The method of claim 1,
The compound represented by Formula 1 is characterized in that the halogen substituent is fluorine.
Battery electrolyte.
The method of claim 1,
The compound represented by Formula 1 is characterized in that it is contained in an amount of 0.1 to 10% by weight based on the total 100% by weight of the electrolyte.
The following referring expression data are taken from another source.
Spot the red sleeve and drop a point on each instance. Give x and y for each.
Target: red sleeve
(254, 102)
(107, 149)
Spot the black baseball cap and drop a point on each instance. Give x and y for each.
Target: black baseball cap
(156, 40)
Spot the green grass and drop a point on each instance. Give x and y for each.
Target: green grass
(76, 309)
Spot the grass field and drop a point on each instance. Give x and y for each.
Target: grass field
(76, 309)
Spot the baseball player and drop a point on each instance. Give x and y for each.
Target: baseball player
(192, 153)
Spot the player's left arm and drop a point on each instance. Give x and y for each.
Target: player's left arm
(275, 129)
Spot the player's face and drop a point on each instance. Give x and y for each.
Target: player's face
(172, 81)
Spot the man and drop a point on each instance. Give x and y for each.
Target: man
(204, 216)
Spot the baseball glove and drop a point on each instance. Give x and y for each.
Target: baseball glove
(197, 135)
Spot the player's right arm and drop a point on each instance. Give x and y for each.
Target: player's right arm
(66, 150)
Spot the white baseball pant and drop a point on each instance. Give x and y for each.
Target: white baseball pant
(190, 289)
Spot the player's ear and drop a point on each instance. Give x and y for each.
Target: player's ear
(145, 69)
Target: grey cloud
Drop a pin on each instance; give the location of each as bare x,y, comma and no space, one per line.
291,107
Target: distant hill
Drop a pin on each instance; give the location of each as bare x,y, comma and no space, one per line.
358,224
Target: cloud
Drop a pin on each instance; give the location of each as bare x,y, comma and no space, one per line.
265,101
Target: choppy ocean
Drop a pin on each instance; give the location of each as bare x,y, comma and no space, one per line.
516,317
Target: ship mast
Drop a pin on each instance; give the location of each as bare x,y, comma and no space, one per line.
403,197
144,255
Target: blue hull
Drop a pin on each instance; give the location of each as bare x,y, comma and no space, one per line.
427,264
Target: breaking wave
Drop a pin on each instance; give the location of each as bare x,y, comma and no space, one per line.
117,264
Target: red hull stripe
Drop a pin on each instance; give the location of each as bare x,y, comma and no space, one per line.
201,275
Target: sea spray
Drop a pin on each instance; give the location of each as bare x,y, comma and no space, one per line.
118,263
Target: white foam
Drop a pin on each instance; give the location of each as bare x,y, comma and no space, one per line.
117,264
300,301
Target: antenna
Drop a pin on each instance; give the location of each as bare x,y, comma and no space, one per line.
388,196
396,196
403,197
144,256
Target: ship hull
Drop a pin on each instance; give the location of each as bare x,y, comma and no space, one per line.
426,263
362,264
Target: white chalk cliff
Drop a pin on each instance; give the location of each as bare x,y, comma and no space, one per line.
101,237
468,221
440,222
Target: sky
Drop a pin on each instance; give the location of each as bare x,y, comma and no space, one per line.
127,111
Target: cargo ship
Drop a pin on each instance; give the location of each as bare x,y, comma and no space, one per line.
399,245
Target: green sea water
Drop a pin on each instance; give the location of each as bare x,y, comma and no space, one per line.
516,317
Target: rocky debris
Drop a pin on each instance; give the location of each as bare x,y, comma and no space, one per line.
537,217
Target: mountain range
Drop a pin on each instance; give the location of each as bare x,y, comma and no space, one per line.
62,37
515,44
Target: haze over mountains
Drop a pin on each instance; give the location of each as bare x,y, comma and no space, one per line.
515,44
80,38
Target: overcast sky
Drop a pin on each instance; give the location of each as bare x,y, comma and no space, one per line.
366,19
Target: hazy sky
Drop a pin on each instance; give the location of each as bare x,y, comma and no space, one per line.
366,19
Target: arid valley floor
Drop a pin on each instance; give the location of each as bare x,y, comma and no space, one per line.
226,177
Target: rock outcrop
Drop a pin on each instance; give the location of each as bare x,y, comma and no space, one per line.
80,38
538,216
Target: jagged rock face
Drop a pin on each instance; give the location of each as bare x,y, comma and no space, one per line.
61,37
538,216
Battery electrolyte for battery.
The method of claim 1,
The organic solvent is ethylene carbonate (EC), diethyl carbonate (DEC), ethylmethyl carbonate (EMC), dimethyl carbonate (DMC), propylene carbonate (PC), dipropyl carbonate (DPC), butylene carbonate, methylpropyl carbonate And characterized in that it comprises at least one selected from the group consisting of ethylpropyl carbonate
Battery electrolyte.
The method of claim 1,
The lithium salt is LiPF ₆ , LiBF ₄ , LiCl, LiBr, LiI, LiClO ₄ , LiB ₁₀ Cl ₁₀ , LiCF ₃ SO ₃ , LiCF ₃ CO ₂ , LiAsF ₆ , LiSbF ₆ , LiAlCl ₄ , CH ₃ SO ₃ Li, CF ₃ SO ₃ Li and (CF ₃ SO ₂ ) ₂ NLi, characterized in that it comprises at least one selected from the group consisting of
Battery electrolyte.
The method of claim 1,
The metal phosphate-based compound comprises at least one selected from the group consisting of lithium difluoro (bisoxalato) phosphate, lithium tetrafluoro oxalato phosphate, lithium difluorophosphate, and lithium trioxalato phosphate. Characterized by
Battery electrolyte.
A secondary battery comprising a negative electrode, a positive electrode, a separator interposed between the negative electrode and the positive electrode, and an electrolyte,
The lithium secondary battery, characterized in that the electrolyte is the electrolyte according to any one of claims 1 to 6.
The method of claim 7,
The secondary battery is a lithium secondary battery, characterized in that the HPPC charging resistance value is 500Ω or less at 45 ℃.
The method of claim 7,
The secondary battery is a lithium secondary battery, characterized in that the recovery capacity at 45 ℃ 580 mAh or more.
The method of claim 7,
The secondary battery is a lithium secondary battery, characterized in that the lifetime maintenance efficiency at 45 ℃ 80% or more.
The method of claim 7,
The secondary battery is a lithium secondary battery, characterized in that the vehicle battery.